By: Mallory Bushee, MSOT, OTR/L
Halloween can be such an exciting experience for some kids but also such an overwhelming or nerve-racking experience for others. If you and your child are wanting to feel more comfortable about the upcoming thrills and spooks of the holiday consider these tips to help minimize the potential for meltdowns or fears.
- Provide your child with clear expectations of what they will likely see. It can be overwhelming for some kids to share space with their classmates on a typical school day, now add costumes and masks with lots of extra excitement and imagine how overly stimulating that could be. Try to show your child pictures or videos of what they can expect to see on your Halloween adventures. You can even have a rehearsal to practice appropriate responses to what they might hear, see, smell, feel, etc.

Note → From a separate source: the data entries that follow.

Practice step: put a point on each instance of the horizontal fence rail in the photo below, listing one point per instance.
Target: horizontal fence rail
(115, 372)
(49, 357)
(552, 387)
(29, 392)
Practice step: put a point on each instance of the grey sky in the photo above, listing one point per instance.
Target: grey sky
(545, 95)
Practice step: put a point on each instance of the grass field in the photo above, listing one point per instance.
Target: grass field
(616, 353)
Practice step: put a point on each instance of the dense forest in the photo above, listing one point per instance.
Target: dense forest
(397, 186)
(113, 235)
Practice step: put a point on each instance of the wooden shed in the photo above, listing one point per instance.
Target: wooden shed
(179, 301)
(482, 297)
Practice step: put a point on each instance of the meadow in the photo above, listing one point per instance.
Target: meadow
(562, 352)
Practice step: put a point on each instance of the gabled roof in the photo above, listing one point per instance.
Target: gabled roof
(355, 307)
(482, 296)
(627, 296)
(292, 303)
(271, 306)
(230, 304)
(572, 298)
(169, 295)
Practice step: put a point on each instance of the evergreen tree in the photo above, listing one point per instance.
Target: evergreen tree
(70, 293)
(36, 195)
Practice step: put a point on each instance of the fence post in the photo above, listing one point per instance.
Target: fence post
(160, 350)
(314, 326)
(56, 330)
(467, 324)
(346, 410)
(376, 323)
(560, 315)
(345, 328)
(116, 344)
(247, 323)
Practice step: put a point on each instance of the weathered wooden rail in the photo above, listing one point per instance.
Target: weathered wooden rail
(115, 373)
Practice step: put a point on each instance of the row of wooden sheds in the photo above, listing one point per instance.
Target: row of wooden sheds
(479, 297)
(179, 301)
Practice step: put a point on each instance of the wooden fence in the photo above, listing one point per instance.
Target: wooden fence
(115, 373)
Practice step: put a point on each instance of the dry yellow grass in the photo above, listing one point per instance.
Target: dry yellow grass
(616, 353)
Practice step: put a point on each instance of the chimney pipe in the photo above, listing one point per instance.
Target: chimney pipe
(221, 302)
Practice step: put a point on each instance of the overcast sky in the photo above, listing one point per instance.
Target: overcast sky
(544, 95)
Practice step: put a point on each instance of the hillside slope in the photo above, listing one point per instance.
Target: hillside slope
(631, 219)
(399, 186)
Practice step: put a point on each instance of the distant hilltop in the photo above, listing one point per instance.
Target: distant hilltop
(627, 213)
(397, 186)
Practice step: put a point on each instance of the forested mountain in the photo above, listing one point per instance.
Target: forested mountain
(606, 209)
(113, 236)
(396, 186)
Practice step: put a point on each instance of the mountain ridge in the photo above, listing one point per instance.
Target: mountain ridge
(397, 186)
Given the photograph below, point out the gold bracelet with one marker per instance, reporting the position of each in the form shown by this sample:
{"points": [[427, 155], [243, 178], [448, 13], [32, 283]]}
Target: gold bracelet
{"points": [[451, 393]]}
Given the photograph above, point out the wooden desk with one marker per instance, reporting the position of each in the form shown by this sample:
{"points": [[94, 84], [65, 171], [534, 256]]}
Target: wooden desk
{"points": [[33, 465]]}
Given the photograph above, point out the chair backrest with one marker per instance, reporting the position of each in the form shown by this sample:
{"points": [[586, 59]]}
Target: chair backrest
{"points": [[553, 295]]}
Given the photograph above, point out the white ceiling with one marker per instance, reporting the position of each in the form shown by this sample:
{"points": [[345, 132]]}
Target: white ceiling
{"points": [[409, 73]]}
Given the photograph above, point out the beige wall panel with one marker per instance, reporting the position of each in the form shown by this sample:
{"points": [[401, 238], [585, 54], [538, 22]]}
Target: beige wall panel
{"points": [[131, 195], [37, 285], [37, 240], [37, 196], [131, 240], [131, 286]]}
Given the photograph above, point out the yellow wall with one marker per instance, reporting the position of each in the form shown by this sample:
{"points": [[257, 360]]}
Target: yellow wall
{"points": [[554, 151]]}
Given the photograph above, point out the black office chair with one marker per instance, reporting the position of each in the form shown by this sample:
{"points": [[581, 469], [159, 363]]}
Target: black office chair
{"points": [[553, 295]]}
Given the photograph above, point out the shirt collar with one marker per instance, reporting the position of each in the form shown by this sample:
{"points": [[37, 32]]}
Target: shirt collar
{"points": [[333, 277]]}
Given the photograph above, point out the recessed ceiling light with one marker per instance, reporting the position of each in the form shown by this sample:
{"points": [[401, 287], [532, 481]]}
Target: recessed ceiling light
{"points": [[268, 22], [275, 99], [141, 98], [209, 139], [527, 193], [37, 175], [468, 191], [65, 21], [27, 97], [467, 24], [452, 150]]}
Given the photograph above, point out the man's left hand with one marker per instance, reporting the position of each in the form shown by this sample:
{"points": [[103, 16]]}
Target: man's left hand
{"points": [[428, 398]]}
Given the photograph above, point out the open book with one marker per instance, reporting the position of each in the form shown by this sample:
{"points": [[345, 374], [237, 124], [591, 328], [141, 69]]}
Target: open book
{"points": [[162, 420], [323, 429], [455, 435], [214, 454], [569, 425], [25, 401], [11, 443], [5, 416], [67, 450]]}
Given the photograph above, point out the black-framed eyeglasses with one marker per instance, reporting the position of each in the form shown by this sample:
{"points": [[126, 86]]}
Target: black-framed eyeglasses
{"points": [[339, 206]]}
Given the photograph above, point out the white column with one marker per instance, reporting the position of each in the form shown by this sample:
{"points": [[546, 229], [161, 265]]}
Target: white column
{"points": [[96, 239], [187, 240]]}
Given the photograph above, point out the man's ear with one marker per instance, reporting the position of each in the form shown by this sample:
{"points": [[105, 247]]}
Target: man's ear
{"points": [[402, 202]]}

- Expose your little super-hero or kitten to his or her own costume. Costumes, face paint, or other methods of disguise can be undesirable to a child’s sensory system. Even if it’s a costume your child chose, he or she still might have some hidden or unknown concerns about the costume that may not come about until the big night. Gradually introduce them to the costume, keep it hanging out in the open where they can consistently see it, try parts of it one at a time working up to trying on the whole costume and perhaps showing it off in an at-home parade a few nights before trick-or-treating.
- Many people are becoming more flexible in what they give out for trick or treating but Tootsie Rolls, Snickers, and lots of other sugary treats will likely still be involved. If your child has dietary restrictions or if you’re trying to limit sugar intake, I suggest making it a fun trade-in game at the end of the night (and you can always add in some math skills). For example, for 3 bags of Skittles, 2 Laffy Taffys, and a Twix you can get one hot wheels car or a bracelet.
Halloween isn’t just a scary scavenger hunt for sugar. It can be a fun social experience for children, but then again for some it may feel too far out of their comfort zone. Consider some of these tips if your child is looking for some encouragement to give Halloween a try the year.